La création de l’Union européenne, nécessaire et urgente dans la perspective de la nouvelle Europe, était pourtant, pour Nilde Iotti, directement liée aux nouvelles institutions communautaires qui, partant de leur propre processus de construction, ne relevaient pas seulement de la coopération entre gouvernements mais répondaient aux règles démocratiques avec l’attribution, notamment, d’un rôle central et de pouvoirs adéquats aux assemblées représentatives nationales et au Parlement européen.
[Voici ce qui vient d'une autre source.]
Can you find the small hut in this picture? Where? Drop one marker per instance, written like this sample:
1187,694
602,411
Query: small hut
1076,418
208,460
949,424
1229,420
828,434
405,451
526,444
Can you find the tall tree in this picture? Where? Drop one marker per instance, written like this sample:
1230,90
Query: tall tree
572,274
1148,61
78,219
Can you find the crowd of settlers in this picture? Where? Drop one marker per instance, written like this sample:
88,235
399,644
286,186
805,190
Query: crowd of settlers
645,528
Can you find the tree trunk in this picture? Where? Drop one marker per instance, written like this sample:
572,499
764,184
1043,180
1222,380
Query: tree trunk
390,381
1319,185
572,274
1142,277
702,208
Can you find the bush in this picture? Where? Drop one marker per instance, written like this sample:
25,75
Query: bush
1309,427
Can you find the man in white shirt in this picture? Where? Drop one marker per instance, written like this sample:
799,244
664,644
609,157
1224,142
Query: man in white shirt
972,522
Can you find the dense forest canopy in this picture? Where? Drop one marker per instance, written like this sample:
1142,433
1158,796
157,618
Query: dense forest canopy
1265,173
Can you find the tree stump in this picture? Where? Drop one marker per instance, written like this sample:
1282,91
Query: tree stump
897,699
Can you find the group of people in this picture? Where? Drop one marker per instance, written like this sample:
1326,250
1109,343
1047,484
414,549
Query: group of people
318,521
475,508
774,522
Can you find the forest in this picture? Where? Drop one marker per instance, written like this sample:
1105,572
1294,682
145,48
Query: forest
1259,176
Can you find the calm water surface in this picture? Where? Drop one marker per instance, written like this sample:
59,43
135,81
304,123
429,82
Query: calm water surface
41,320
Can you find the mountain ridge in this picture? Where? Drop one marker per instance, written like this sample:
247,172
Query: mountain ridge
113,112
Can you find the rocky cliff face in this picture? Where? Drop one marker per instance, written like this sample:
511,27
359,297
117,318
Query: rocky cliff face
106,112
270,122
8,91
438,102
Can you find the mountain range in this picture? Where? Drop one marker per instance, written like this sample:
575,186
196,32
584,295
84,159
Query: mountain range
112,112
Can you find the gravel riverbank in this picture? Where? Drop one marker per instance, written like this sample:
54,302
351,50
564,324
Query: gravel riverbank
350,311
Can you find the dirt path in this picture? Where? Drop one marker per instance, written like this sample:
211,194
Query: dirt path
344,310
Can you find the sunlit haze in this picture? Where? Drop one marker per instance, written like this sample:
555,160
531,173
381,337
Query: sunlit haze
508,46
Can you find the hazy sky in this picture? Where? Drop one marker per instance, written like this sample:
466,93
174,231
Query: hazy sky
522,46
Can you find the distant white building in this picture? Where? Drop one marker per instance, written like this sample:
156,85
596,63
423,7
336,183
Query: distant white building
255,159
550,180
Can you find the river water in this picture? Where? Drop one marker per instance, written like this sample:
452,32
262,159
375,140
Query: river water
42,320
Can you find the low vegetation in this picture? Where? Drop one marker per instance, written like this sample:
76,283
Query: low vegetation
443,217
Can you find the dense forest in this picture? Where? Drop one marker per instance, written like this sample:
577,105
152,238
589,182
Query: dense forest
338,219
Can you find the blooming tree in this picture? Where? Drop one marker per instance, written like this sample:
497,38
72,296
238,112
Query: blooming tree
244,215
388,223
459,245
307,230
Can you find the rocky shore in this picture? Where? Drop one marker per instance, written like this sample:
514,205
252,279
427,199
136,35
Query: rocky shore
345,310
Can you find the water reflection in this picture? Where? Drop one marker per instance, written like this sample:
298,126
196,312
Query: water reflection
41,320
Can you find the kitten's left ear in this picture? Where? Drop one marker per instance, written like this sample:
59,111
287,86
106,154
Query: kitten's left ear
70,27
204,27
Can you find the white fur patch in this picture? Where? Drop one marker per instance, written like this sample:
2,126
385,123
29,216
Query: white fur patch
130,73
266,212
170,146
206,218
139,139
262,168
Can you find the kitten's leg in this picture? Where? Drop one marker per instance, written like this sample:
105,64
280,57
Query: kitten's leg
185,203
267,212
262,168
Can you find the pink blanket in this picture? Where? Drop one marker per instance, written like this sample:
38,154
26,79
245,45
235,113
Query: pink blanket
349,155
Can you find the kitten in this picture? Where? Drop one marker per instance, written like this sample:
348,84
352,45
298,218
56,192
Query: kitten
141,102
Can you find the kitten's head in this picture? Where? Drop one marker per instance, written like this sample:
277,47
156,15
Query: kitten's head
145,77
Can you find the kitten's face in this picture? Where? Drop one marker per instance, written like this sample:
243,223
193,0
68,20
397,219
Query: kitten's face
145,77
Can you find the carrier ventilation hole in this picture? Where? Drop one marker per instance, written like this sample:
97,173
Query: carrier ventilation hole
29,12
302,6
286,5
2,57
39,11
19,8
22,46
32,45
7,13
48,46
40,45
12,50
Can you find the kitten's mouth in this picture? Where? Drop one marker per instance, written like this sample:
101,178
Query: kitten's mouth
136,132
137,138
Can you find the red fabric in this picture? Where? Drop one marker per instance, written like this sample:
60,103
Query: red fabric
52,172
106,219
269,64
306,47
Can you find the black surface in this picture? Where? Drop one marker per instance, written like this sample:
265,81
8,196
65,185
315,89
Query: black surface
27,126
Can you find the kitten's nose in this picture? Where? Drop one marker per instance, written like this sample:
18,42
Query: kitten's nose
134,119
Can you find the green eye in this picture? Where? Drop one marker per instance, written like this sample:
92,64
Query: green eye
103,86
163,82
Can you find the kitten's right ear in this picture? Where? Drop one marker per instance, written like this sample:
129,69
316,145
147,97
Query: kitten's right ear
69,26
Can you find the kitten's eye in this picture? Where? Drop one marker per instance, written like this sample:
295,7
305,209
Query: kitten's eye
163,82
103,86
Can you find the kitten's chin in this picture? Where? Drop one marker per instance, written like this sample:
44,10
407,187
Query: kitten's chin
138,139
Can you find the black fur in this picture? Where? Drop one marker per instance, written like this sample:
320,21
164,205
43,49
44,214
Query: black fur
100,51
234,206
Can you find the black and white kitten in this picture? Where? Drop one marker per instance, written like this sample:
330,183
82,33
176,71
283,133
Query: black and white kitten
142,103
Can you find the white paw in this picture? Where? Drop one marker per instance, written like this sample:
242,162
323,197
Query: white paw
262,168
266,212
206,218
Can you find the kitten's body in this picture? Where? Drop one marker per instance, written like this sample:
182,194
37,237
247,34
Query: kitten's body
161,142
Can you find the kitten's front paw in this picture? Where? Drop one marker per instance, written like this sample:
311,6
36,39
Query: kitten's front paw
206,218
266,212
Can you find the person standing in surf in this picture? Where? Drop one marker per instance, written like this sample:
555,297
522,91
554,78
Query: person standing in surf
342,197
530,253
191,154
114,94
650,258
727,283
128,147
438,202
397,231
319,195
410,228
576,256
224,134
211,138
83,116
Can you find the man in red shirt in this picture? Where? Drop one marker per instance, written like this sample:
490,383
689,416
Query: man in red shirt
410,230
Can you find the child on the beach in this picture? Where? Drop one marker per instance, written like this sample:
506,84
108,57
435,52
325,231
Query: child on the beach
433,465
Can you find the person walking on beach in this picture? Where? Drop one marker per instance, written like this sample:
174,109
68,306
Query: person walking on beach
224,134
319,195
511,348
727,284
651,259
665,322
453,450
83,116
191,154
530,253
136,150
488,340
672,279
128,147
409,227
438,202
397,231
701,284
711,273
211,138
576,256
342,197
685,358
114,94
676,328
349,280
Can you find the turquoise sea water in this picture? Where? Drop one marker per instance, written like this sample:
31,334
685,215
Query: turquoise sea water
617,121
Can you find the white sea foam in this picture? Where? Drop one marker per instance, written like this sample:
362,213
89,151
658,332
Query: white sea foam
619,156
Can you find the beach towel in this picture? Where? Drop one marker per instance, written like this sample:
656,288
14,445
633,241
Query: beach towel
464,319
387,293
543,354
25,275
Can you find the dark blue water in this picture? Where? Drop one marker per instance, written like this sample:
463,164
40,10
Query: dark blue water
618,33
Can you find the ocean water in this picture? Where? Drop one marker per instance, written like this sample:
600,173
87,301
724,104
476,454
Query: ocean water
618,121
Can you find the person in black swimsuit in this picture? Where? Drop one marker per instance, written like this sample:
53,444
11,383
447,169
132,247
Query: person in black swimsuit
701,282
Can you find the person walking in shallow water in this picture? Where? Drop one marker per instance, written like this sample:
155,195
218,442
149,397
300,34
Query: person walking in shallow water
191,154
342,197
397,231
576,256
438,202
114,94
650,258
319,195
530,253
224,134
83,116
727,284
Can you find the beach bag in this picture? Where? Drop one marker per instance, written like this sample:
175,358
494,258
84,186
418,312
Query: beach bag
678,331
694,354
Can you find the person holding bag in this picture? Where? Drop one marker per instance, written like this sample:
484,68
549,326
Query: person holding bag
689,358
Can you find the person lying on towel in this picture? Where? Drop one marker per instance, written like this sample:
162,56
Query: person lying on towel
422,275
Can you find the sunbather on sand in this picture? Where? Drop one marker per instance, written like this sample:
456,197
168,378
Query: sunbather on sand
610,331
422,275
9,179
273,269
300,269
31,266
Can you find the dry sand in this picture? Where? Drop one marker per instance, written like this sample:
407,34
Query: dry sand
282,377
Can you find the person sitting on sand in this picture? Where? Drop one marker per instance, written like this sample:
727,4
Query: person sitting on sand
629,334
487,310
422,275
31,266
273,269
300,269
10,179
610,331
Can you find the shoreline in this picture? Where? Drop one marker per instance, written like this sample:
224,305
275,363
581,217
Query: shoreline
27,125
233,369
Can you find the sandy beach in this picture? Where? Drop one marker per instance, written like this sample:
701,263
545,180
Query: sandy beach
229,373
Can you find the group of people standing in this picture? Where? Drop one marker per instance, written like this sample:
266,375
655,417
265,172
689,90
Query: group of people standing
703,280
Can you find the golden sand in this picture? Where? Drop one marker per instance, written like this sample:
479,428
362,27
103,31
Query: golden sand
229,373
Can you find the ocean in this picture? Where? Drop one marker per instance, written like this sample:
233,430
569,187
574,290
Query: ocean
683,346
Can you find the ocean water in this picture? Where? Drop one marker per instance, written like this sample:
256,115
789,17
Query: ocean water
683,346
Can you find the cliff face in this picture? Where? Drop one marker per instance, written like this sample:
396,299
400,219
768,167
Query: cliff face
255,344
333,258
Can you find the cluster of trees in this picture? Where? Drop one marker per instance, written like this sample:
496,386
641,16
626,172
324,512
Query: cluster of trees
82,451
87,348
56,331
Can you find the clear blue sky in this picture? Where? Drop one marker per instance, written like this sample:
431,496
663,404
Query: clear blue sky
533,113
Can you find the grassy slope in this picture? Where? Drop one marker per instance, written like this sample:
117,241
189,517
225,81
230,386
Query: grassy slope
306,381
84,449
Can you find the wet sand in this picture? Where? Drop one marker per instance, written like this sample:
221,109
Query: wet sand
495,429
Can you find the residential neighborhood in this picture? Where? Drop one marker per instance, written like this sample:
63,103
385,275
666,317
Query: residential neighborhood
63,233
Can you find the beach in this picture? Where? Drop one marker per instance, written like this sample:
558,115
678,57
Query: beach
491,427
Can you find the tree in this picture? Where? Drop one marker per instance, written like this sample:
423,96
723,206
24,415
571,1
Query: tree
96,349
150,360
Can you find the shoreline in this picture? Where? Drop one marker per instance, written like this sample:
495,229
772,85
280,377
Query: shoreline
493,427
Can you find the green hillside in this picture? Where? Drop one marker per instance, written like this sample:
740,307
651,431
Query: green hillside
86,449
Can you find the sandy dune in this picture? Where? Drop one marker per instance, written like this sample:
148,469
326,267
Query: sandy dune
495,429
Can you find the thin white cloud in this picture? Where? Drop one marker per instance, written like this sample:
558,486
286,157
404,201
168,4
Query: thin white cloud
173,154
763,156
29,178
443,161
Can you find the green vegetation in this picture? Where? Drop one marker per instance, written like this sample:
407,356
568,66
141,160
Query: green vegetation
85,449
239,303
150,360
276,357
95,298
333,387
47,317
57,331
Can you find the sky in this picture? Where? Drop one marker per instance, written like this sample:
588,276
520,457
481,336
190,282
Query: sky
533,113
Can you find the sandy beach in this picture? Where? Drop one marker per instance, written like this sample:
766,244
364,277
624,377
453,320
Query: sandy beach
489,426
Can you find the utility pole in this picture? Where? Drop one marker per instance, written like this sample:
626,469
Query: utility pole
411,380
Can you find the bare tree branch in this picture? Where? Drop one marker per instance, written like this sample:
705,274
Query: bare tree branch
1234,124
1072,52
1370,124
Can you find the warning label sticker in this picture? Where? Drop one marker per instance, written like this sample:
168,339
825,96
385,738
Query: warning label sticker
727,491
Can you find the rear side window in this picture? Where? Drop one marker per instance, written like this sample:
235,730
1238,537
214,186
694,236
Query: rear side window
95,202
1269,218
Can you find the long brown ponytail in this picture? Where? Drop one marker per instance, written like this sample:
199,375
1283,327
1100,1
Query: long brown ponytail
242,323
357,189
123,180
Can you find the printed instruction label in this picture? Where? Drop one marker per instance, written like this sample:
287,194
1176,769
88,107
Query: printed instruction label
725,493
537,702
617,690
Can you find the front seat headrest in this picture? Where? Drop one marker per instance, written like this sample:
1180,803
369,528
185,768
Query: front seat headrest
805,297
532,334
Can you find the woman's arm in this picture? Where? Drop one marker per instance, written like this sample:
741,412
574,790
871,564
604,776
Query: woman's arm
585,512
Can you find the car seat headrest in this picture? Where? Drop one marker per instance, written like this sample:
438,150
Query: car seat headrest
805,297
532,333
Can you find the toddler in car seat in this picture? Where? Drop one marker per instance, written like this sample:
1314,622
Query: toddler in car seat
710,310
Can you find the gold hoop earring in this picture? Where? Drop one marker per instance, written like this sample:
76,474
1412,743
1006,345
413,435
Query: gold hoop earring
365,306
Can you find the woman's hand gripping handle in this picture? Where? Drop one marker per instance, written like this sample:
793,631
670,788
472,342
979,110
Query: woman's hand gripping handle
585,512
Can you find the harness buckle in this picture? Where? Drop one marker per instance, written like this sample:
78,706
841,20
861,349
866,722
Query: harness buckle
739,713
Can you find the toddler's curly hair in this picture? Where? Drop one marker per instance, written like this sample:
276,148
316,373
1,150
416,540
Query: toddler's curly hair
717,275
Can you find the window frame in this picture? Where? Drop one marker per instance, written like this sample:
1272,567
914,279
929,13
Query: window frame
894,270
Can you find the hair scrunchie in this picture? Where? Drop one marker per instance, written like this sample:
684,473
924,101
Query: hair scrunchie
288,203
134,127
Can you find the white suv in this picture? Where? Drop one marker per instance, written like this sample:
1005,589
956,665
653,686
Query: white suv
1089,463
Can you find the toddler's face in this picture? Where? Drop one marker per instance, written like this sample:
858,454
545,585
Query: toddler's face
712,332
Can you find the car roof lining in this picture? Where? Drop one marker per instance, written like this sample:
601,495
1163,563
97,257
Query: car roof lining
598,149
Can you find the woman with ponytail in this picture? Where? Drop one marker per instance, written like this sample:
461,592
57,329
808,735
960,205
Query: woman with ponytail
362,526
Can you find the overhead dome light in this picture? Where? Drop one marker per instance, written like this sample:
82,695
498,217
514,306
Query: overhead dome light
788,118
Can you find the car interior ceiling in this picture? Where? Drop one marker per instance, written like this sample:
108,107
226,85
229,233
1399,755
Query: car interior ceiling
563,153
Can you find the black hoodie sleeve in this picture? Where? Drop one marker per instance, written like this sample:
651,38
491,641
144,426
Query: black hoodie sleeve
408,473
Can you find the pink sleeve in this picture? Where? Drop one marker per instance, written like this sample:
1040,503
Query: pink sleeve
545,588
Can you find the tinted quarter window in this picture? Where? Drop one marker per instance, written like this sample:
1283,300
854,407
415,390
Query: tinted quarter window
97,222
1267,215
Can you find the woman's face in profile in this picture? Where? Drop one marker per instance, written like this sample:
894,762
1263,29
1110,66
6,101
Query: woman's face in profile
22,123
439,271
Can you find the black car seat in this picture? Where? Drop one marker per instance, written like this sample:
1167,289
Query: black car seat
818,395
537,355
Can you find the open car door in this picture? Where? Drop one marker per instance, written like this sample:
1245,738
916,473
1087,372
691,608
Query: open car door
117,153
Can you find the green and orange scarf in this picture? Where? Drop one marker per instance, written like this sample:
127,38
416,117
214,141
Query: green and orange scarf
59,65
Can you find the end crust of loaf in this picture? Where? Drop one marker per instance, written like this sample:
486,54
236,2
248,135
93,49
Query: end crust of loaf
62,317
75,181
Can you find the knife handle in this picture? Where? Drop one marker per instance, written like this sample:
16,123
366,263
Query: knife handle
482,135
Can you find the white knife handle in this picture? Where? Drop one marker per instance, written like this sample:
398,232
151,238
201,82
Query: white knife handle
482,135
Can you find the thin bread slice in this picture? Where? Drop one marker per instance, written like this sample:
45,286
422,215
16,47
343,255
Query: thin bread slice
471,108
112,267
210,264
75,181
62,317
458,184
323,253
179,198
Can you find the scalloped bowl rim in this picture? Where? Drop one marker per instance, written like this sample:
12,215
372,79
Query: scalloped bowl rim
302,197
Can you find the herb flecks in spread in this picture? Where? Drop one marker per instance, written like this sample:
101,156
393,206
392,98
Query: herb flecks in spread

« Nous voulons l’Union européenne non pas pour reculer des niveaux de démocratie que nous avons atteints, mais pour ouvrir de nouvelles et grandes voies de développement civil, social et politique, de nouveaux horizons de renouveau et de croissance, qu’aujourd’hui ne permettent pas les espaces devenus étroits des États-nations, pressés par trop de contraintes qui limitent effectivement leur souveraineté. L’Europe, donc, comme une grande opportunité de croissance démocratique et civile pour les peuples européens » : ce sont les mots prononcés – parmi l’enthousiasme et les applaudissements du public – lors de son discours, aujourd’hui devenu iconique dans le cadre du processus de construction européenne.
Un héritage à jamais inscrit dans l’histoire
En 1992, Nilde Iotti quitte la scène politique italienne, en terminant son mandat de Présidente de la Chambre des députés du Parlement italien. Mais l’attachement de Nilde à l’Europe ne s’arrête pas là. En 1997, elle est élue vice-présidente du Conseil de l’Europe, l’organisation des droits de l’homme qui compte aujourd’hui 46 États membres (après l’expulsion de la Russie).
Après 53 fructueux ans en politique, en novembre 1999, Nilde Iotti annonce sa démission du Parlement italien en tant que députée et meurt deux semaines après, le 4 décembre de la même année à Rome, à l’âge de 79 ans. Moteur du long processus de construction européenne et fondatrice de la République italienne, son héritage historique et ses combats politiques demeureront à jamais inscrits dans le temps.